Os agentes gêmeos! Futago Ryu

Mais uma vez você era atraída para o campo de batalha, dessa vez os inimigos estavam em menor quantidade, mesmo assim isso não significava nada, já que um deles poderia valer por todo o bando pirata que estavam servindo como seus subordinados, suas lutas contra o Doutrinador e contra a Roseira lhe provaram isso, os agentes não podiam ser subestimados, já ciente disso sua arma rapidamente foi preparada, a luta seria inevitável, se estavam bloqueando a saída era porque não queriam que saísse daquele local, a expressão de surpresa no seu rosto aos poucos saiu, aparecer subitamente em um local é uma arte, raras são as pessoas com passadas tão suaves, e aparentemente ambos tinham esse dom, e mais uma vez aquele prédio iria hospedar uma batalha, curiosamente a biblioteca está cumprindo melhor o papel de palco de batalha do que o de ser uma biblioteca propriamente dita.

A frase antes dita por Jeremy agora ecoava em sua cabeça, seus olhos fitavam os possíveis inimigos, que nem mesmo mostraram sinais de que iriam recuar, na realidade desde que apareceram eles nem mesmo se moveram, pareciam mais duas estátuas, estáticos e sérios, eles só esperavam o estopim da batalha, ou então algum sinal de hostilidade, o estalo de sua foice batendo no chão fez ambos os homens fixarem melhor os pés no chão, eles pretendiam avançar, mas ao ver que nenhum movimento fora feito nenhum deles tomou o primeiro movimento, seus rostos estavam limpos e serenos, sem expressão alguma, como se estivessem com máscaras de porcelana.

- Acabar com nosso chefe? - Começou o loiro.

- Idiotice. - Terminou o moreno. - O bibliotecário está com eles.

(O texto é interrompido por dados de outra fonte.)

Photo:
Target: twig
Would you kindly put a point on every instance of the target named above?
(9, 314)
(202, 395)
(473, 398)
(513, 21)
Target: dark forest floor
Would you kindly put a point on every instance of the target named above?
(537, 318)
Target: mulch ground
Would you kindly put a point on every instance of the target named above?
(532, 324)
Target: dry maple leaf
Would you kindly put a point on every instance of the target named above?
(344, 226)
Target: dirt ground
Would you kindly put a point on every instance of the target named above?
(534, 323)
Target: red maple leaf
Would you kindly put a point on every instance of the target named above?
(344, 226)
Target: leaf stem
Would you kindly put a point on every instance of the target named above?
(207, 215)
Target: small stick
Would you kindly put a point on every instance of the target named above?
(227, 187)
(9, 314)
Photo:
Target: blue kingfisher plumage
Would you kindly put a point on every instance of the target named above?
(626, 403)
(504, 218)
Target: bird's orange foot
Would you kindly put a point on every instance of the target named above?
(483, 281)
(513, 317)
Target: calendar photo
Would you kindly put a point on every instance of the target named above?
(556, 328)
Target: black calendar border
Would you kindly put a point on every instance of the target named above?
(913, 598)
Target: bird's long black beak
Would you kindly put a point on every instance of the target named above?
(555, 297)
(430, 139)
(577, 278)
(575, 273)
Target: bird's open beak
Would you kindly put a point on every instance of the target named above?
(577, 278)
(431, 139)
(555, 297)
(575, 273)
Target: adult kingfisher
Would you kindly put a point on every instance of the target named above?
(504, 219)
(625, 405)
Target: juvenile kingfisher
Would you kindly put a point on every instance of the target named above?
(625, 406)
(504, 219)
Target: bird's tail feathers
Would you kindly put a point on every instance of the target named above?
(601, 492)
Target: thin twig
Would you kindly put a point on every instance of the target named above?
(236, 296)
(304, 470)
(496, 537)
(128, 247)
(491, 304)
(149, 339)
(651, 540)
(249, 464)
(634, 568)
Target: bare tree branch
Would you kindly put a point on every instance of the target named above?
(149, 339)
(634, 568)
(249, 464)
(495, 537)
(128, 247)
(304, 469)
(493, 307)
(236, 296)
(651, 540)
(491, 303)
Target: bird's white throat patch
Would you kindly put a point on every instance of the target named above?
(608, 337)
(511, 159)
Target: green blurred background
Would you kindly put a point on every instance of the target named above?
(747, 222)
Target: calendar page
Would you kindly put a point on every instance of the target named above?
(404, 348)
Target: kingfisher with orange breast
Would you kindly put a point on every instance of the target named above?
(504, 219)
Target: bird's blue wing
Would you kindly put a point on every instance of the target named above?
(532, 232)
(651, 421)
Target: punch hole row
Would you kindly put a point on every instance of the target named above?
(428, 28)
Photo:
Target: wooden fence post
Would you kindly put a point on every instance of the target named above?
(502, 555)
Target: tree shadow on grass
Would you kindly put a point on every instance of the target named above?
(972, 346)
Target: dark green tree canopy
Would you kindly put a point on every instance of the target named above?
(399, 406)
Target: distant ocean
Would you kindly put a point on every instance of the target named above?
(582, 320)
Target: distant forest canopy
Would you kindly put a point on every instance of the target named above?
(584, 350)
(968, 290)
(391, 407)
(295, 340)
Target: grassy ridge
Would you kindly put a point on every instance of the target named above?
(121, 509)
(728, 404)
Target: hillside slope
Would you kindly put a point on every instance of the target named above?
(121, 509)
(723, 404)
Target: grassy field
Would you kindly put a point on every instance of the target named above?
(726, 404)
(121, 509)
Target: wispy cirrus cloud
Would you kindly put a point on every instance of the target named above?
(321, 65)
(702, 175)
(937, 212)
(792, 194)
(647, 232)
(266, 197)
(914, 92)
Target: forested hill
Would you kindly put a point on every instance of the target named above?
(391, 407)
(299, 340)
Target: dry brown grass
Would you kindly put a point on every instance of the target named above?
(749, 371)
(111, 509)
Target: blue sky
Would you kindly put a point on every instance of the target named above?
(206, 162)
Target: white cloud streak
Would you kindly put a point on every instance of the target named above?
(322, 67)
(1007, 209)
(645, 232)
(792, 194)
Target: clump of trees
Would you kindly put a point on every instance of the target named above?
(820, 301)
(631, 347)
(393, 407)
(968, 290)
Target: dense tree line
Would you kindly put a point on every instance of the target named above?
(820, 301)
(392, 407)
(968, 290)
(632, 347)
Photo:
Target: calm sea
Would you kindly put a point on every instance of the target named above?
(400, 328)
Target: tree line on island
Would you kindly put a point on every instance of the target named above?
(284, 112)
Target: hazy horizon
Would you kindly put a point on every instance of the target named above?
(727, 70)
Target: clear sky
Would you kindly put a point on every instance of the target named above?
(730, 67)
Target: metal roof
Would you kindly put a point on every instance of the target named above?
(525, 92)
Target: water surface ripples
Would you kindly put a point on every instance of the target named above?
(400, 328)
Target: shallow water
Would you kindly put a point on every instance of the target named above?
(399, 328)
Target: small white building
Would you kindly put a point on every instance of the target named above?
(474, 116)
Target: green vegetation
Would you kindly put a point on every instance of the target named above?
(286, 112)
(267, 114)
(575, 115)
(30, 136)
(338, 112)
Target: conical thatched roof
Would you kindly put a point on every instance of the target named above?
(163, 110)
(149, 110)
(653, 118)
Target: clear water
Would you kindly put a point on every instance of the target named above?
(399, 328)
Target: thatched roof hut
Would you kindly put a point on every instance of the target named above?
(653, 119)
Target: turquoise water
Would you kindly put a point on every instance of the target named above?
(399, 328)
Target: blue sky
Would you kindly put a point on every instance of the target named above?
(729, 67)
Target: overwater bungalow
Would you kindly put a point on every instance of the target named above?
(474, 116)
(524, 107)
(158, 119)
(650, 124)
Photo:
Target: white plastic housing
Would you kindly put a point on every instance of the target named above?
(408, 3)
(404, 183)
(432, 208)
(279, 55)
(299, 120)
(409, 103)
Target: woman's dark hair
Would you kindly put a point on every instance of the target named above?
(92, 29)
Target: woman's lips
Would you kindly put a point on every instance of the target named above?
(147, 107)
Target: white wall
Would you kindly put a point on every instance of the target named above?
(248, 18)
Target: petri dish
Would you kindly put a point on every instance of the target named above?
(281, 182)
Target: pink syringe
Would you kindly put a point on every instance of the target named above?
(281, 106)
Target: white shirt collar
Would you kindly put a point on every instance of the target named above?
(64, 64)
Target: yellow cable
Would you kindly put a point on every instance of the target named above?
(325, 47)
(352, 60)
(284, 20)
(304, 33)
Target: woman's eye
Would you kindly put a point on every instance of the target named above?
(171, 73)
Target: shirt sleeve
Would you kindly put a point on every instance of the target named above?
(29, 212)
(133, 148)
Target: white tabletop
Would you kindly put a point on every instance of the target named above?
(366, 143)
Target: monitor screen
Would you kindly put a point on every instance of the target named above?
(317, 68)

- O interrogatório deve ter começado.

O restante de sua frase fez ambos os jovens se encararem por poucos segundos, mas logo os olhos dos dois voltou a focar-se em vocês.
- Rainha dos piratas...

- Uma ótima rival para os futuros melhores agentes. - Uma pausa deu ao loiro tempo para pensar em suas próximas palavras. - Jerome Jazz foi só outro pirata.

- Os segredos dele que importam.

Ambos abriram um sorriso um tanto quanto sádico, talvez fosse a intenção deles, suas pernas tremularam ao encarar os dois agentes sorrindo, era como se estivessem tentando a intimidar, e funcionou, ainda mais quando eles falaram de maneira uníssona.
- Conhecimento pode matar, senhorita Ria.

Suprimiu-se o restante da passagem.